The Police Service of Northern Ireland (PSNI) is facing a large proposed fine of £750,000 from UK data authorities stemming from a serious data breach that occurred last year. The PSNI data breach compromised the personal information of every policing and civilian employee, totaling over 9,400 individuals.
PSNI Data Breach – “A Perfect Storm of Risk and Harm”
In May 2022, the UK Information Commissioner’s Office announced its provisional findings regarding the incident and proposed penalty. Information Commissioner John Edwards said the PSNI “failed to protect the personal information of its entire workforce.” He described how the “sensitivities in Northern Ireland and the unprecedented nature of this breach created a perfect storm of risk and harm.”
The PSNI data breach reportedly happened when workforce details were published online in response to a Freedom of Information request last summer. Compromised details included full names, ranks, roles, and initials of all officers and staff. The timing and scale of the breach raised grave concerns, as the information ended up in the hands of suspected dissident republicans and other threatening actors.
Edwards highlighted “many harrowing stories” shared about how peoples’ lives were significantly impacted, forcing some to move homes or cut off contact with loved ones due to “tangible fear of threat to life.” Though the proposed fine could have been as high as £5.6 million, Edwards reduced the amount to £750,000 while still aiming to enforce accountability.
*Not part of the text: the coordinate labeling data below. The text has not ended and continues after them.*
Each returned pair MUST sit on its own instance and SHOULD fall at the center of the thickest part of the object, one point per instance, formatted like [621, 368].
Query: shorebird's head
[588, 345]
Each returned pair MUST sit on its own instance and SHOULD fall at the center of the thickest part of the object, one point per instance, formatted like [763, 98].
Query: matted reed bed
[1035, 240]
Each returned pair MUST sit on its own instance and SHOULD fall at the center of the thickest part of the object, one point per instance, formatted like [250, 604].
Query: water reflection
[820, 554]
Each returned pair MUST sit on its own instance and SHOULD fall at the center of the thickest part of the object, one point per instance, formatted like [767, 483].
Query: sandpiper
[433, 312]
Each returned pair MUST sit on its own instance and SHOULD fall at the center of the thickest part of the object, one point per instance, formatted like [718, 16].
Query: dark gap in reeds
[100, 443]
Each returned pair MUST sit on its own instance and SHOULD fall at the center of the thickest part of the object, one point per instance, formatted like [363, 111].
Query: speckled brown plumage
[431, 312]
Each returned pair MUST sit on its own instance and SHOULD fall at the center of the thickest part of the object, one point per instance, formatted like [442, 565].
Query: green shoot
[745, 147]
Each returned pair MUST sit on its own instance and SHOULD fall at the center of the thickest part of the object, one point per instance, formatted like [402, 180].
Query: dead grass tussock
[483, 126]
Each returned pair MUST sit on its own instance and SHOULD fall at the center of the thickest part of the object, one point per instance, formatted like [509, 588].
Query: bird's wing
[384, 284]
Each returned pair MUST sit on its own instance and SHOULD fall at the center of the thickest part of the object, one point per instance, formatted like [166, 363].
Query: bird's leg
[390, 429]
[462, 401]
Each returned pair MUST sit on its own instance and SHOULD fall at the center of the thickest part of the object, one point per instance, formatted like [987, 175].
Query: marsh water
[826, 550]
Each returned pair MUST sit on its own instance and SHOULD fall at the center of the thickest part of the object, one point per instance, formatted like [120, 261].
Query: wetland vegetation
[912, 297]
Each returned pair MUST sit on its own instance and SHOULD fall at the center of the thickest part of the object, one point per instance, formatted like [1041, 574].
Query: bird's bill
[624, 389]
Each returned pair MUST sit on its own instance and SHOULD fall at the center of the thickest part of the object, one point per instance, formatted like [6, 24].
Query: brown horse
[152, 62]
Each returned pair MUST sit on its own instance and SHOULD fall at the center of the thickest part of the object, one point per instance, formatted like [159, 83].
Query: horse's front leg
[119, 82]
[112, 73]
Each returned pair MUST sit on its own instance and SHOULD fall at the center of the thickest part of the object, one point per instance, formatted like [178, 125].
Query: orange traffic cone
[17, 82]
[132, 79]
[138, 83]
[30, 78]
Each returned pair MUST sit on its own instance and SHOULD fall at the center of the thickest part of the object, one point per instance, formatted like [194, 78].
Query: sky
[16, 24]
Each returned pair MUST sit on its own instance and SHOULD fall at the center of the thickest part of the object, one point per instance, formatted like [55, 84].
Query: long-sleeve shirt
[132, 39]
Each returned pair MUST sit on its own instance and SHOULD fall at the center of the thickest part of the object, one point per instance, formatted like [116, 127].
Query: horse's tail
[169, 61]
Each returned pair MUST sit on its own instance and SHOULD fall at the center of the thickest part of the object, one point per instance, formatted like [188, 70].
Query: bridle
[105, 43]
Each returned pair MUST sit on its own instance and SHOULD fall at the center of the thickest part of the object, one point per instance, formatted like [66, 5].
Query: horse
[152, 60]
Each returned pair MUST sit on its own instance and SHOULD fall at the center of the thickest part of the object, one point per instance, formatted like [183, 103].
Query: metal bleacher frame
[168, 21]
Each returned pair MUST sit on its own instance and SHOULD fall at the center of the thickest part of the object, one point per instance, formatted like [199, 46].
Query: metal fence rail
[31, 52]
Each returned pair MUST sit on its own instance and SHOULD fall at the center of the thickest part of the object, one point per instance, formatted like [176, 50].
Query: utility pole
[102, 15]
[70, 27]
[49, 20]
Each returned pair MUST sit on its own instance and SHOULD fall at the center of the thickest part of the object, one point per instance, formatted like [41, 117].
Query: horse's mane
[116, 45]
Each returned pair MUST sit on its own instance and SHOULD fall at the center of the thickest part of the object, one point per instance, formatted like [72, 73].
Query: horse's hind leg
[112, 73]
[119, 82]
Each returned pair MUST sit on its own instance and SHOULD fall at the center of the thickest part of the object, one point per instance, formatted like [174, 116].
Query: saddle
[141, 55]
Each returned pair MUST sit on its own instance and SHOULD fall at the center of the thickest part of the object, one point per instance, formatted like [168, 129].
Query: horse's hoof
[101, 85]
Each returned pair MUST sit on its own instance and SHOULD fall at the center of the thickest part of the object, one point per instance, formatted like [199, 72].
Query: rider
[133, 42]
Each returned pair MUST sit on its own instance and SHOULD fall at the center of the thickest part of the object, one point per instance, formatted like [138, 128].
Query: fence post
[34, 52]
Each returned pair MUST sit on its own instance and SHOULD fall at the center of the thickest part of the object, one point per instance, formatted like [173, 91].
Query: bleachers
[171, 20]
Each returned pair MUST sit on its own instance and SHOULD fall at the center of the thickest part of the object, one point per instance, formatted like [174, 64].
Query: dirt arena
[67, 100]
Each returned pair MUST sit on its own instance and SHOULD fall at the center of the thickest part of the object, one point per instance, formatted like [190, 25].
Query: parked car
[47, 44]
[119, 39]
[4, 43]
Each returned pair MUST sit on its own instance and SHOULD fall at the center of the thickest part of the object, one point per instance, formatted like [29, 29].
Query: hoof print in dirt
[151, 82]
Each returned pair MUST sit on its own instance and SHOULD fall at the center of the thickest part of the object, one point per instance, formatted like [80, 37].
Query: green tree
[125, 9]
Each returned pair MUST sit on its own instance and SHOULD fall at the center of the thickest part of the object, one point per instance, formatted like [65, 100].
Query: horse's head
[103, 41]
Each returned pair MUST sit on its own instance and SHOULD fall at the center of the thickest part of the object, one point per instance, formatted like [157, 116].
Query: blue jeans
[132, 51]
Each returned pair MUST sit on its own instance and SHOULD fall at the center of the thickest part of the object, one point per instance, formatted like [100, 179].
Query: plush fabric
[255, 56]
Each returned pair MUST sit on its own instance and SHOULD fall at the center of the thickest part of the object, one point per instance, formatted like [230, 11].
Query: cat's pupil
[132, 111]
An independent review earlier declared the breach was “not the result of a single decision” but stemming from “many factors” and lack of proactive security practices at PSNI. The incident also contributed to the resignation of the former Chief Constable. PSNI now has 28 days to respond to the large proposed fine, stating it cannot presently afford such a penalty amount.
The episode has raised questions around safety, security, and ongoing investigations. Deputy Chief Constable Chris Todd affirmed police are working to identify all those possessing compromised data and link any to criminal behavior. As one of the senior officers noted, the PSNI Data Breach was “avoidable” and left many feeling distressed and anxious for their protection.